• Articolo , 8 marzo 2011
  • Hedegaard: con la “Roadmap to 2050” raggiungeremo il –80% delle emissioni

  • Meno emissioni grazie alla collaborazione a breve termine di tutte le nazioni. Con questa indicazione la Hedegaard commenta la pubblicazione della “Roadmap to 2050”, il percorso per una Europa che costruisce la propria green economy

(Rinnovabili.it) – Per il Commissario europeo per il Clima, Connie Hedegaard, il taglio dell’80% delle emissioni europee rispetto ai livelli del 1990 entro il 2050 è “operativamente e tecnicamente conveniente” a patto che gli Stati Membri raggiungano gli obiettivi più audaci nel corso del decennio prossimo.
La dichiarazione, contenuta nella “Roadmap al 2050″:http://ec.europa.eu/clima/policies/roadmap/index_en.htm, segna la strada verso la decarbonizzazione dell’economia UE, garantendo al contempo l’aumento delle attività e dei posti di lavoro. Una mossa questa che, secondo una parte dei colleghi del Commissario, potrebbe farla entrare in rotta di collisione con altri omologhi, soprattutto vista l’insistenza della Hedegaard sul raggiungimento degli obiettivi di riduzione del 20% dei gas climalteranti entro il 2020.
Un taglio dell’80%, ha commentato il Commissario, necessità di obiettivi di riduzione che per ogni nazione devono rappresentare il 25% degli attuali standard entro il 2025, non il 20%, seguita da un taglio del 40% entro il 2030 e del 60% entro il 2040.
Oggi è stata anche la giornata in cui il Commissario per l’Energia Gunther Oettinger ha reso nota la strategia di efficienza energetica temendo però che un più alto obiettivo di riduzione possa avere un impatto negativo sull’economia, già in difficoltà.
La certezza della Hedegaard ha inoltre respinto le paure diffuse che a essere danneggiata maggiormente dai nuovi obietti del 25% possa essere il settore industriale aggiungendo che l’impatto sarebbe “limitato”, mossa che di sicuro, però, potrebbe rappresentare la miccia di innesco del malcontento del settore.

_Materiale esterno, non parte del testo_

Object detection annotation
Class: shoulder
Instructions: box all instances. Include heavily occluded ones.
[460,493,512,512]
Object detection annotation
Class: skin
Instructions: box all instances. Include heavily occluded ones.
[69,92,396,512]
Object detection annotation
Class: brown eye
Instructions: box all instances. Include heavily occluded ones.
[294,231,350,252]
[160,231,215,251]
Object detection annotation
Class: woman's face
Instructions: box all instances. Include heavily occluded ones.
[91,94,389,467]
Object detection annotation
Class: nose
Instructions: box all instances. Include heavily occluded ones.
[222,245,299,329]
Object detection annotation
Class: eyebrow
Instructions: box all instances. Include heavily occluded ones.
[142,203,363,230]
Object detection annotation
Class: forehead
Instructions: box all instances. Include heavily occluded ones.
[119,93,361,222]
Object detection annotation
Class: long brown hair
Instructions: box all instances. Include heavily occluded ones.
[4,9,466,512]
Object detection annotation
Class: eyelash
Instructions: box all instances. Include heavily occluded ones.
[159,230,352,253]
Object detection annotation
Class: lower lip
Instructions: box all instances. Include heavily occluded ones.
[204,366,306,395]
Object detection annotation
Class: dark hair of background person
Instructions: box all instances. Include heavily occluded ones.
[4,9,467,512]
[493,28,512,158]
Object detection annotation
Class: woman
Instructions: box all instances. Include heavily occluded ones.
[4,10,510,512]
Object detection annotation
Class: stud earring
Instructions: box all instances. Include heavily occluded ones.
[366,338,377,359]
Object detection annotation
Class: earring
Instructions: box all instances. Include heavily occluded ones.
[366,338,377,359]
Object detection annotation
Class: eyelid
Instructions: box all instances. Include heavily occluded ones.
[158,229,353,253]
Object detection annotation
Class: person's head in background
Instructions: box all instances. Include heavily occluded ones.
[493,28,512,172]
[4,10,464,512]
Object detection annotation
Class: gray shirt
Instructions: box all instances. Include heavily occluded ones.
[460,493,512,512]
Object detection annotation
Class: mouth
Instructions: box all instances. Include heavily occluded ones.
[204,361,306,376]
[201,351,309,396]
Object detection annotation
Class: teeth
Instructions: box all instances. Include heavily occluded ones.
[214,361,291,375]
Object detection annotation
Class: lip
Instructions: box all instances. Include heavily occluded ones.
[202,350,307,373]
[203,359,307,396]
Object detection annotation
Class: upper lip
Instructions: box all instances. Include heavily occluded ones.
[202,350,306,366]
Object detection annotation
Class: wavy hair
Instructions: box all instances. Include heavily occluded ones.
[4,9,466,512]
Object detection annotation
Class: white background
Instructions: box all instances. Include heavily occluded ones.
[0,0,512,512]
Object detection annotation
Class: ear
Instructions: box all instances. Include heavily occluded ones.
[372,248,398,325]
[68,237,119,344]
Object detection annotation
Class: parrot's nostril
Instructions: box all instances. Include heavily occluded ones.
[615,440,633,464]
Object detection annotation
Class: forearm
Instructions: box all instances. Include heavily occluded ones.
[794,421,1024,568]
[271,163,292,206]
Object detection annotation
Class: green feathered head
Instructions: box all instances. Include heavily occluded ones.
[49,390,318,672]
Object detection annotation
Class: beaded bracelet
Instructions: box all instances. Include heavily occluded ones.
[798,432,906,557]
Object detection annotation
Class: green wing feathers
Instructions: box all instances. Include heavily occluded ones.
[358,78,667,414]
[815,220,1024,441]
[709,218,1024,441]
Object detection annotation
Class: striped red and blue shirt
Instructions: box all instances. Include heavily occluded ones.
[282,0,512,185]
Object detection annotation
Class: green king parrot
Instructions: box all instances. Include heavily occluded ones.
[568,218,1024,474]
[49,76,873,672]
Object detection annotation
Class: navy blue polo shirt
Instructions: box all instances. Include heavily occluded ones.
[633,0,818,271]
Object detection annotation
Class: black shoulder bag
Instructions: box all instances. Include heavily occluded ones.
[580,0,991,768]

Nel dettaglio il piano prevede la diminuzione annua del consumo di carburante con un risparmio di circa 320 milioni con investimenti green di un ulteriore 1,5% del PIL dell’Europa, investimenti che sarebbero di sicuro stimolo economico nella creazione di nuovi posti di lavoro oltre che di una maggiore qualità dell’aria.
Il rapporto inoltre stima che la riduzione dell’80% delle emissioni prodotte dal comparto energia potrà avvenire entro il 2050 mentre i trasporti, compresa l’aviazione, potrebbero mirare al raggiungimento di un calo degli inquinanti del 67%. A seguire il comparto residenziale e i servizi potrebbero ottenere un -91%, mentre l’industria arrivare a ridurre del 67% il proprio impatto investendo principalmente in progetti di CCS e processi più efficienti.
“Abbiamo bisogno di iniziare la transizione verso un’economia competitiva a basse emissioni di carbonio – ha detto la Hedegaard – quanto più lunga sarà l’attesa, maggiore sarà il costo. Visto che il prezzo del petrolio continua ad aumentare l’Europa sta pagando ogni anno di più le proprie bollette energetiche, divenendo più vulnerabile agli aumenti di prezzo. La buona notizia è che non abbiamo bisogno di aspettare innovazioni tecnologiche. L’economia a basse emissioni di carbonio può essere costruita sviluppando ulteriormente tecnologie già esistenti. In questa fase di transizione, tutti i settori economici dovranno contribuire, tra cui l’agricoltura, edilizia e trasporti”.